All’indomani del pronunciamento della Corte Costituzionale che ha giudicato “inammissibile” il referendum sull’eutanasia, sono arrivate anche le ultime decisioni sui tre quesiti sui quali la Consulta ancora non si era espressa. La bocciatura è arrivata per il referendum sulla cannabis legale (intesa come coltivazione per uso privato) e l’annessa depenalizzazione del reato.  Inoltre, dopo aver giudicato legittimi quattro referendum sulla giustizia, il Presidente della Consulta – Giuliano Amato – ha annunciato l’esito della valutazione sugli altri due ancora in ballo: sì a quello sui consigli giudiziari, no a quello sulla responsabilità civile dei magistrati.

Referendum Cannabis legale inammissibile per la Corte Costituzionale

Quest’ultima richiesta di consultazione popolare, per cui sono state raccolte centinaia di migliaia di firme, prevedeva la depenalizzazione per chi coltiva cannabis per uso personale (ovviamente era esclusa la produzione per spaccio). Di fatto, dunque, si chiedeva la cancellazione del reato di coltivazione di cannabis (per gli scopi di cui sopra) e di tutte le pene detentive relative a ciò. Tutto ciò, in sintesi, voleva dire: sì al perseguimento penale e civile degli spacciatori, ma no a quello nei confronti di chi coltiva cannabis per uso personale.

Secondo Giuliano Amato, però, il giudizio di inammissibilità è arrivato per un motivo ben preciso: “Abbiamo dichiarato inammissibile il referendum sulle sostanze stupefacenti, non sulla cannabis. Il quesito è articolato in tre sotto quesiti ed il primo prevede che scompare tra le attività penalmente punite la coltivazione delle sostanze stupefacenti di cui alle tabelle 1 e 3, che non includono neppure la cannabis ma includono il papavero, la coca, le cosiddette droghe pesanti.
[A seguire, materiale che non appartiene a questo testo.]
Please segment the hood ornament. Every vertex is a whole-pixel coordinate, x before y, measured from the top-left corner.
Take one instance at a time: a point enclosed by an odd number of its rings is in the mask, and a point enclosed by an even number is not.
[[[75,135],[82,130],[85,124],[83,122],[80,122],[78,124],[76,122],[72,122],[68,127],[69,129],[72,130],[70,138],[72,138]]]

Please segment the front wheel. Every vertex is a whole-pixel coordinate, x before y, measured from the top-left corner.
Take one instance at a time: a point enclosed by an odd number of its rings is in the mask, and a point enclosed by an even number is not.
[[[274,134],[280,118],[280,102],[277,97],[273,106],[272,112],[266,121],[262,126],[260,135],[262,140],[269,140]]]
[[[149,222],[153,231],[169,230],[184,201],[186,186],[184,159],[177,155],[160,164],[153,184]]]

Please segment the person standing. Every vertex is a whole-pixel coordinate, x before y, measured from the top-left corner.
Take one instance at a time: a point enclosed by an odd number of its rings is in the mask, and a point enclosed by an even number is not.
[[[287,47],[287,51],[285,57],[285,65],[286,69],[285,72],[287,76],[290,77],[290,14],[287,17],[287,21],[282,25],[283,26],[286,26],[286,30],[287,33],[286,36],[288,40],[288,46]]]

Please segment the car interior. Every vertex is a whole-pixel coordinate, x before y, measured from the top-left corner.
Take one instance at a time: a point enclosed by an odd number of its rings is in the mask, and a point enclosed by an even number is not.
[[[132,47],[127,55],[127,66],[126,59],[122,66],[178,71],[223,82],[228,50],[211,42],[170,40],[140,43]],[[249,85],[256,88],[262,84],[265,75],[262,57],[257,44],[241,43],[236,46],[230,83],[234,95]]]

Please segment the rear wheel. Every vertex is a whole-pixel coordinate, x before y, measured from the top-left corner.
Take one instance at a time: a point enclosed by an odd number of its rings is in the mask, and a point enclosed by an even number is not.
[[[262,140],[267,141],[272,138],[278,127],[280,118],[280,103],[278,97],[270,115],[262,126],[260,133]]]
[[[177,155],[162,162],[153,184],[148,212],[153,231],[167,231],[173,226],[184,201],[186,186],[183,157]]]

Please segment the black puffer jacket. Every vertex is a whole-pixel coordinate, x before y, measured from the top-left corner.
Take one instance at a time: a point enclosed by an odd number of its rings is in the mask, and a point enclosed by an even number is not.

Già questo sarebbe sufficiente a farci violare obblighi internazionali”.

Le parole sul referendum sull’eutanasia

Durante la conferenza stampa in cui sono stati annunciati gli esiti della valutazione sui quesiti referendarie, Giuliano Amato è tornato sulla bocciatura del referendum sull’eutanasia: “Leggere o sentire che chi ha preso ieri la decisione sull’eutanasia non sa cosa sia la sofferenza mi ha ferito. La parola ‘eutanasia’ ha portato a tutto questo. Il referendum era sull’omicidio del consenziente, che sarebbe stato lecito in casi ben più numerosi e diversi dall’eutanasia”. E sulla bocciatura del quesito sulla responsabilità civile dei giudici ritenuto, anch’esso, inammissibile: “Essendo fondamentalmente sempre stata la regola per i magistrati quella della responsabilità indiretta, la introduzione della responsabilità diretta rende il referendum più che abrogativo. Qui stiamo parlando della responsabilità dei magistrati per i quali la regola diversamente da altri funzionari pubblici era sempre stata della responsabilità indiretta”.